The Trial of Dedan Kimathi by Ngugi wa Thiong'o

Excerpted from an article in Magill’s Survey of World Literature, Revised Edition

First produced: 1974 (first published, 1976)

Type of work: Play

The Work

The Trial of Dedan Kimathi, written in collaboration with Micere Githae-Mugo, is Ngugi’s response to colonialist writings about the Mau-Mau movement, which traditionally depicted the movement and its leader, Dedan Kimathi, as mentally unbalanced and vicious. Ngugi and his collaborator choose to counter this image with a portrait of Kimathi as a man of great courage and commitment. This was how he was seen by many of the peasants and laborers of Kenya.

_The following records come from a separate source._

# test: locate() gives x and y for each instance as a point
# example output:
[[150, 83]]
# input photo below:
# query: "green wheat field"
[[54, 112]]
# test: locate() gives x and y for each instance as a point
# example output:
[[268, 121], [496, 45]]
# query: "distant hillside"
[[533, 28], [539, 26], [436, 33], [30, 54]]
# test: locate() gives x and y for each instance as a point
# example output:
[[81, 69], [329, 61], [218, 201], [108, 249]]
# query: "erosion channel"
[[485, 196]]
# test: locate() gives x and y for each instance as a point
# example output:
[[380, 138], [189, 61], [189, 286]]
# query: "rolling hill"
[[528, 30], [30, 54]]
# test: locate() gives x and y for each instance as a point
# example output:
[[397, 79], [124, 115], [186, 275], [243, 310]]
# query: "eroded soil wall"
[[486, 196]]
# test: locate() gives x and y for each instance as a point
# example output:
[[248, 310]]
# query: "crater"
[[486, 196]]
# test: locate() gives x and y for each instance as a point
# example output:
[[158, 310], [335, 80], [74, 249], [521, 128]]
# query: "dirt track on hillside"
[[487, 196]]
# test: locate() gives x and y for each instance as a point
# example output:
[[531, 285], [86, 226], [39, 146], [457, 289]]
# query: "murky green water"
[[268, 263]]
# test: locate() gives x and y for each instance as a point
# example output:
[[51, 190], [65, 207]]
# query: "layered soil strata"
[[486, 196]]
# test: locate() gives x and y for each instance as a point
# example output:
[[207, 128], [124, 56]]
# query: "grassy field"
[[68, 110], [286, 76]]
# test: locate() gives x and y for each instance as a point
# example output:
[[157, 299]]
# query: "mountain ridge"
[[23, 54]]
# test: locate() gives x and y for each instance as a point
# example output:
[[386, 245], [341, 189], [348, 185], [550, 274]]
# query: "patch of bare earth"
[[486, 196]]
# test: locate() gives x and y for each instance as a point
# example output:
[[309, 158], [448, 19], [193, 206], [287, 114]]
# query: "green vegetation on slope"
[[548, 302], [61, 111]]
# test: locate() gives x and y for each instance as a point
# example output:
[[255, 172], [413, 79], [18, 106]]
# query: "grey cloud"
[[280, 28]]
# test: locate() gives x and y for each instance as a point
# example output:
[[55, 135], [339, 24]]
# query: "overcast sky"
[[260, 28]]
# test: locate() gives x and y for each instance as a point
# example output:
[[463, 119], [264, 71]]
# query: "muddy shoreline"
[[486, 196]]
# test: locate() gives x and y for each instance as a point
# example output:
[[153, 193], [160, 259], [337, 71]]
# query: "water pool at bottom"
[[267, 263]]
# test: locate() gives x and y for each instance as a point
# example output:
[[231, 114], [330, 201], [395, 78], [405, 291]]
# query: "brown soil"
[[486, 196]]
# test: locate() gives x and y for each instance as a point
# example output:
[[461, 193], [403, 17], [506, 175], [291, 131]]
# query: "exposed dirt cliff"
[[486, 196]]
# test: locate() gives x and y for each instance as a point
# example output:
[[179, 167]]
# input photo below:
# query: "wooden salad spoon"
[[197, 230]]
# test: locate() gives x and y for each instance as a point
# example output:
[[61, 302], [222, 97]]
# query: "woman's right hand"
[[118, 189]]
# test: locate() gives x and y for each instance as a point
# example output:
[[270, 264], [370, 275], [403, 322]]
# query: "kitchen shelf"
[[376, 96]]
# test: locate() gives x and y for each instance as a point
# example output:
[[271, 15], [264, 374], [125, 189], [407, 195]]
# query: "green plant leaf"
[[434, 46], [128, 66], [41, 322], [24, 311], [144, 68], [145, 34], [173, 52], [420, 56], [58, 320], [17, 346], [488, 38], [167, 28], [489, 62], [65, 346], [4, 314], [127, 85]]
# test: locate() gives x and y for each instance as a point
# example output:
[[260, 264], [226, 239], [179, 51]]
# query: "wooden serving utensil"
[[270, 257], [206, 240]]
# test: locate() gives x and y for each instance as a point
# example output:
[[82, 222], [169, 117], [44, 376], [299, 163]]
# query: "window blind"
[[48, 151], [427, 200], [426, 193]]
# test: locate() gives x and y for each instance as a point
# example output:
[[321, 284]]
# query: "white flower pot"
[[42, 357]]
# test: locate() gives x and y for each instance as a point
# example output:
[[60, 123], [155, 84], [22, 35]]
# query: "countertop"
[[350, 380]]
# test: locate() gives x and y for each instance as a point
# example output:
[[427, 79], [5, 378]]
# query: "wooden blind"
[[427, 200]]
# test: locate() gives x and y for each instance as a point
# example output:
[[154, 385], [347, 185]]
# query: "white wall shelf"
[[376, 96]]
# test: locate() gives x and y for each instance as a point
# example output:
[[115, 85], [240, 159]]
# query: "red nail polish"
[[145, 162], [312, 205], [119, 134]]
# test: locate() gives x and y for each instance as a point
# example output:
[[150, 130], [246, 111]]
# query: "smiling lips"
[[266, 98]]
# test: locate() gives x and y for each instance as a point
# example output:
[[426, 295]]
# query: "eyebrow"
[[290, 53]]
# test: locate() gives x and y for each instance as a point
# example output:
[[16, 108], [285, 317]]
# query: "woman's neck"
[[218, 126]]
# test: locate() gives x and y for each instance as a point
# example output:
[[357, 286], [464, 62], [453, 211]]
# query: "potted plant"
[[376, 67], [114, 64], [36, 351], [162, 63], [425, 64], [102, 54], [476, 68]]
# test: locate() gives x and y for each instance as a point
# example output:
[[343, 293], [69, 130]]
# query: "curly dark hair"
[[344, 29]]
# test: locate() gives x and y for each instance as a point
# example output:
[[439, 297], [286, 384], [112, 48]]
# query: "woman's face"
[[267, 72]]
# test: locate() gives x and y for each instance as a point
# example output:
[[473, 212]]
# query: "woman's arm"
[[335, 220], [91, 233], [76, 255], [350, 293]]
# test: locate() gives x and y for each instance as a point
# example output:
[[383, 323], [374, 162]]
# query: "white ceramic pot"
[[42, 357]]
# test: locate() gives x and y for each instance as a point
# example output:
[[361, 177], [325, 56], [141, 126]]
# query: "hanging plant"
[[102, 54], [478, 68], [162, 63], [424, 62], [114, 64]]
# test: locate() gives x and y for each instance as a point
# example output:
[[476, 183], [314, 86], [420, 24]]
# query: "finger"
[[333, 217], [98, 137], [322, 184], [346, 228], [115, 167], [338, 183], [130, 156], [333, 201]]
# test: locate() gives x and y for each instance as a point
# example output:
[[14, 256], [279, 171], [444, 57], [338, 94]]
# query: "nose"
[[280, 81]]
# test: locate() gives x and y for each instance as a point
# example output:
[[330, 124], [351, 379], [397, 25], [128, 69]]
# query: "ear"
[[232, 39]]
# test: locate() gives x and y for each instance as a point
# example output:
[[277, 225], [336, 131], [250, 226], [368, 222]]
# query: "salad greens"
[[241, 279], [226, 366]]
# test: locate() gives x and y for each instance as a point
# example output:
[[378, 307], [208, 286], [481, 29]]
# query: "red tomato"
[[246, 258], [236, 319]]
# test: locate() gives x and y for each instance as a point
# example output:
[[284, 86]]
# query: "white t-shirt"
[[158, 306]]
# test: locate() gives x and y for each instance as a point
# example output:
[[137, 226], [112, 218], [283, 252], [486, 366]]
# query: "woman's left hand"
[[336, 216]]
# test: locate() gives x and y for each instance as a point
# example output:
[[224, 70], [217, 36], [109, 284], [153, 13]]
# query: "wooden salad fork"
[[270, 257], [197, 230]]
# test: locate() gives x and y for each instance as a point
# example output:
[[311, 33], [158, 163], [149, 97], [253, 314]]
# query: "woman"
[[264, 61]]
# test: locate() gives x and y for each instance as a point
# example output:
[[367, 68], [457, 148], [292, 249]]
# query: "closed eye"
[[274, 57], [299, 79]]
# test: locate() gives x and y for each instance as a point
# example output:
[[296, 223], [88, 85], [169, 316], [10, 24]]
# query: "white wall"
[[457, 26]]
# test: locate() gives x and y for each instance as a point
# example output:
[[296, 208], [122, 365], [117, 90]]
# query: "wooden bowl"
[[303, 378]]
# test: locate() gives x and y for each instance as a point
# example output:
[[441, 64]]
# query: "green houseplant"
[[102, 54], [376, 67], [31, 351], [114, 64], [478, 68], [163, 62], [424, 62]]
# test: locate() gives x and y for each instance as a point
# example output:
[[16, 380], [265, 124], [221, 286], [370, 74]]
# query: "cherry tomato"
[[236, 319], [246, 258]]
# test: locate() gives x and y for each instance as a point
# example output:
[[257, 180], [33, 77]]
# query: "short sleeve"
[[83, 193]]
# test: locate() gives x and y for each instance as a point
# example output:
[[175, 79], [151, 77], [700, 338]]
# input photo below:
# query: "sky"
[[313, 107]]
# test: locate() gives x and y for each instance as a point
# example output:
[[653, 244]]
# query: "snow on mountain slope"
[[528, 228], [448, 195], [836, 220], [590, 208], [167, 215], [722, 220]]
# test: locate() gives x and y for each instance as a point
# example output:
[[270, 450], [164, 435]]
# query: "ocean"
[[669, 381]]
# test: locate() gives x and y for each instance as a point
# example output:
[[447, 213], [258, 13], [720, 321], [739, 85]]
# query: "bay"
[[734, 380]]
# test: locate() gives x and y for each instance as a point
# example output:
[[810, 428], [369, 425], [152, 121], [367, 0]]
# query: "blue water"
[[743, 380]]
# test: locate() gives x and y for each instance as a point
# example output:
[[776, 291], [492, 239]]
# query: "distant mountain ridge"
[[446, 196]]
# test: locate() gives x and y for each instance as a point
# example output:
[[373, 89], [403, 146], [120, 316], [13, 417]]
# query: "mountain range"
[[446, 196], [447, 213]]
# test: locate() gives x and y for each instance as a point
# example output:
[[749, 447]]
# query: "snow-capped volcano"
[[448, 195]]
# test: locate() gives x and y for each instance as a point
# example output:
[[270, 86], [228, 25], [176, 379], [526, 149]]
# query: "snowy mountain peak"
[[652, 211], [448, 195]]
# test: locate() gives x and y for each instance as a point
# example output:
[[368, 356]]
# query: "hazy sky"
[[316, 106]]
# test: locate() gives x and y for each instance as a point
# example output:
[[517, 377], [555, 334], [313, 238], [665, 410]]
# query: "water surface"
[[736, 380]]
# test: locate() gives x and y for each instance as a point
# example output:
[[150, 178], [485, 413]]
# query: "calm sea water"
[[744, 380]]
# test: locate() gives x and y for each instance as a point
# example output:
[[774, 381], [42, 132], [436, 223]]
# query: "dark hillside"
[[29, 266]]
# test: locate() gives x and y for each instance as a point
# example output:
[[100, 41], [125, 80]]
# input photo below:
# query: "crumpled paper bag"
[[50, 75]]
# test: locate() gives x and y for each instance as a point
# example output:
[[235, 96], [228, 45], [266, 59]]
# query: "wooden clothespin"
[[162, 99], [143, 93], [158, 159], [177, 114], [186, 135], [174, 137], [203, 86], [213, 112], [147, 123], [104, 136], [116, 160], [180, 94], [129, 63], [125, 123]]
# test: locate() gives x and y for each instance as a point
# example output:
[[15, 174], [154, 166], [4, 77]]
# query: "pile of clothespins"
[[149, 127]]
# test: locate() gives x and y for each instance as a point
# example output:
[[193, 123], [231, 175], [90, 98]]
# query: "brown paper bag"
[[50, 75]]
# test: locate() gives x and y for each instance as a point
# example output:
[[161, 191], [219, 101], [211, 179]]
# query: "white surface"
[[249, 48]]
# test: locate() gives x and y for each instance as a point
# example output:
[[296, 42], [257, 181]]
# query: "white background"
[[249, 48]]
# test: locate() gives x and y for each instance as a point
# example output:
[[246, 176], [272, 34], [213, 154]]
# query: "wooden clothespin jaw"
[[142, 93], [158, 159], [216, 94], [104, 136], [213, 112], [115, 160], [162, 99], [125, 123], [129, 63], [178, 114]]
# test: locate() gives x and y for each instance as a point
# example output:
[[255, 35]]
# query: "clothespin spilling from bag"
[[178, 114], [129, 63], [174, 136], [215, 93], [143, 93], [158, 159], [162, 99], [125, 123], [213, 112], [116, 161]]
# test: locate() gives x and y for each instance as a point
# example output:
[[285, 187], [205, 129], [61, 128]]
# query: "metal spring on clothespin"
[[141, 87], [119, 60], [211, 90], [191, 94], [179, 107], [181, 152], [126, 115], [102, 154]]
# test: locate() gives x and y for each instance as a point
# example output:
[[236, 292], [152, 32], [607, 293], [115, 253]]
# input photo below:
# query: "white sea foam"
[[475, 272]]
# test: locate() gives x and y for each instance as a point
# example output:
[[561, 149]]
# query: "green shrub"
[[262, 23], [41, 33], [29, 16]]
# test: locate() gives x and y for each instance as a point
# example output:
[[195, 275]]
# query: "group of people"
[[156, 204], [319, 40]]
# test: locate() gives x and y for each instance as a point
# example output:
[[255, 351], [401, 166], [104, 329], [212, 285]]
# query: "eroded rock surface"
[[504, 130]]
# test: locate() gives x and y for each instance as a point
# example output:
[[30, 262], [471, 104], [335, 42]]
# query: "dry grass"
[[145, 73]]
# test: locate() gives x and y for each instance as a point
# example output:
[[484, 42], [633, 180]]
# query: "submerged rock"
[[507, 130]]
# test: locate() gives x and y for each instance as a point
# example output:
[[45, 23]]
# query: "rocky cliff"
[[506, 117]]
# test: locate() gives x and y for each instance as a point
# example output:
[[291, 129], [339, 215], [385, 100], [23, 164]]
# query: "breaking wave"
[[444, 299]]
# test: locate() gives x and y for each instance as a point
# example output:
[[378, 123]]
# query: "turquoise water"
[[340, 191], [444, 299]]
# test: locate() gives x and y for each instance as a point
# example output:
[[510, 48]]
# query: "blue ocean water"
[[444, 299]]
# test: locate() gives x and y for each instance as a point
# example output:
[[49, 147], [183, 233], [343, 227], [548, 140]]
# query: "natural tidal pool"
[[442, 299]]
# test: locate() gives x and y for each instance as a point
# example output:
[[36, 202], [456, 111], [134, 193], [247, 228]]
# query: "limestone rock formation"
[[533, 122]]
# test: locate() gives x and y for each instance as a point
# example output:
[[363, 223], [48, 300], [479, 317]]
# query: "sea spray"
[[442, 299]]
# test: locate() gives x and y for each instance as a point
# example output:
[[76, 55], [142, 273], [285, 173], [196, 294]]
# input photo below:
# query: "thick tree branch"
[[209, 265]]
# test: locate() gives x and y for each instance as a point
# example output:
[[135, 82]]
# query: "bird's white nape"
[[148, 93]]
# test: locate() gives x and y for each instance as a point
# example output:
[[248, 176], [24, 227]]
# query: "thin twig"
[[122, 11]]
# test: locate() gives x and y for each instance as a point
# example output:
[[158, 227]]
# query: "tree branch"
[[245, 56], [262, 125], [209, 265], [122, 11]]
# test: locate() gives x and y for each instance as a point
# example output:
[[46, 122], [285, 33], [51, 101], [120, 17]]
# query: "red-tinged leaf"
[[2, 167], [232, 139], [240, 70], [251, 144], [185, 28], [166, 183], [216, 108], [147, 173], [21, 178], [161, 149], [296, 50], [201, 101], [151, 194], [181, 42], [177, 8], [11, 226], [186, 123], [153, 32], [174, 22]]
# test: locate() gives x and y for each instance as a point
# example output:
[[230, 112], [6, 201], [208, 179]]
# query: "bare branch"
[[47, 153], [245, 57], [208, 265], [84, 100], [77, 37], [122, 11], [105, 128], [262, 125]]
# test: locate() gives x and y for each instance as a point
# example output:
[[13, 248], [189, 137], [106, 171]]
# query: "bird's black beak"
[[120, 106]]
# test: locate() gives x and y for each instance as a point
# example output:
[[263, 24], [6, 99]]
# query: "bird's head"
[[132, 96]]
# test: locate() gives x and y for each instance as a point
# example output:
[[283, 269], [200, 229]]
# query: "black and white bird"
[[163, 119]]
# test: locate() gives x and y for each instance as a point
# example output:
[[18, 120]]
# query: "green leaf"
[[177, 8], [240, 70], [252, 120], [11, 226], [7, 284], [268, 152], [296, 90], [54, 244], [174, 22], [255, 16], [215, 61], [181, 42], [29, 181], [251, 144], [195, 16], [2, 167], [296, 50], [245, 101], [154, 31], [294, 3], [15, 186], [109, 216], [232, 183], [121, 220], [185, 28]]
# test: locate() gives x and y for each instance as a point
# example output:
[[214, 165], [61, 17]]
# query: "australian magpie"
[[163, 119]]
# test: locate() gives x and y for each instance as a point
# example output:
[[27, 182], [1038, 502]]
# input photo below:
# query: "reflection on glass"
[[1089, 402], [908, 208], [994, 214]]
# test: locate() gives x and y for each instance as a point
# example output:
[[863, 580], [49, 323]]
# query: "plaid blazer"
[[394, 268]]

Kimathi was captured and put on trial in 1956. The two playwrights make no attempt to re-create the trial realistically. In place of a tightly woven dramatic narrative, the plot consists of disparate but thematically connected episodes. The scenes in the courtroom are interspersed with others that depict episodes from Kenyan history of the preceding two hundred years, scenes of Kenyan people attempting to help Kimathi escape, scenes of Kimathi’s interactions with guerrillas, scenes of Kimathi in prison, and scenes of his torture. The play includes Gikuyu songs and dances, and even mime. Ngugi’s portrayal of the Mau-Mau movement, ambivalent in other works, is less so here.

In this play Ngugi looks back at history in an effort to revise it and to expunge deliberately propagated falsehoods. In this way, he attempts to help his country cast off its legacy of oppression.